Property & Construction

How to create workspace for innovation

Published by
Jo Whittle

Enabled people, allowed to be creative within a supportive workplace is the blueprint for innovation space, suggests inspirational change specialist Kursty Groves.

The rapidly changing modern business world with its diversifying internet-assisted workstyles is being reflected in the design of modern workplaces – as it should be, stated Groves during an enlightening breakfast seminar in Slough hosted by commercial property consultants Lambert Smith Hampton and The Business Magazine, and fittingly held at Landid and Brockton Capital’s ‘WELL different’ office development The Porter Building, the Thames Valley’s first to gain WELL Core and Shell gold certification.

The open, flexible and collaborative nature of work today is changing workplace design, and experiential workplace environments that attract and motivate employees can be key to companies achieving their objectives, explained Groves.

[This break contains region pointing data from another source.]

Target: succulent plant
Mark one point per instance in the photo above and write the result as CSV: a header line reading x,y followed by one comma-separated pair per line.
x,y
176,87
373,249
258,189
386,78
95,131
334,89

Not only, can the physical and cultural nature of workplace environments make people feel healthier and inspired, but they can also improve their work and efficiency, or help them learn or alter a mindset.    

But, simply following the latest workplace design themes – beanbags and slides, exposed bricks and ducts, etc – was not a one-size-fits-all solution. While such concepts might suit some business models, today’s modern workplace environments need to be relevant to diverse individuals, differing workforces and globalised business demands.

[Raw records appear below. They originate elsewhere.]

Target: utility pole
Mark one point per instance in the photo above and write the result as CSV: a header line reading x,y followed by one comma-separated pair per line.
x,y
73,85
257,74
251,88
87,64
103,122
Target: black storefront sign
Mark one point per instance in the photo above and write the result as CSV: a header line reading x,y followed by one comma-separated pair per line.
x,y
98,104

With AI and robotics set to become more integrated within the future business world, particularly for monotonous or repetitive workflows, the human values of creativity, empathy and innovation will increasingly be key conceptual resources.

“We all know we are creative, we all know it matters, but now it’s all about unlocking it.”

We have gone from linear forms of communication to a very networked world, from very static ways of working to being on the move and wherever we like, from left-brain thinking to whole brain thinking.”

“We’ve always had innovations that have changed the way we work, but today we communicate more quickly and widely than ever before. It’s now a world where digital transformation is accelerating at a great rate.”

Accordingly, forward-thinking companies and developers are already creating spaces to enable commercial innovation – the solving of problems in new ways that add value.

Hence the rapid growth in types of innovation space – from incubators and accelerators to start-up, co-working and maker space, from innovation centres to research institutes and dedicated civic space for community innovation.

When it comes to innovation ‘the i’s have it’, suggested Groves – ‘Identification, Insight, Ideas, Impact’, being the human thought stages of this problem-solving process. Enabling and assisting those creative thought stages to occur across diverse and hybrid business sectors required differing types of spaces for innovation, explained Groves.

As the seminar’s interactive audience highlighted, people get their best ideas or do their best work in various ways and places – alone or by collaborating, while out walking or having a shower, remotely at home, commuting to work, or in an open-plan office environment.

While aiming to create fitting spaces for innovation, workplace designers, developers and employers needed to keep the four P’s in mind – people, place, process and purpose – the key elements of a creative workplace.

People are different – we all have a creative ‘fingerprint’, our own unique ways of doing things – whether in skills or opinions, etc.

Places can be overwhelming – physical, functional and psychological comforts need careful balance.

Process and corporate methodology. How a company manages itself, organises its search and development of innovation can be restrictive or enabling.

Purpose is often the driving force for creativity, and a company’s accepted visionary mission, culture, or teamwork can provide that purpose.

And regardless of salary levels, individual motivating factors within 21st century innovation could be office spaciousness and nice views, or aliveness and the buzz of business, or the freedom of speech and shared ideas, or the freedom simply to be oneself.

As Groves said, space for innovation doesn’t have a one-size-fits-all solution.

Nick Coote, Thames Valley head of LSH, later thanked Kursty Groves, mentioning his admiration for her book Spaces for Innovation.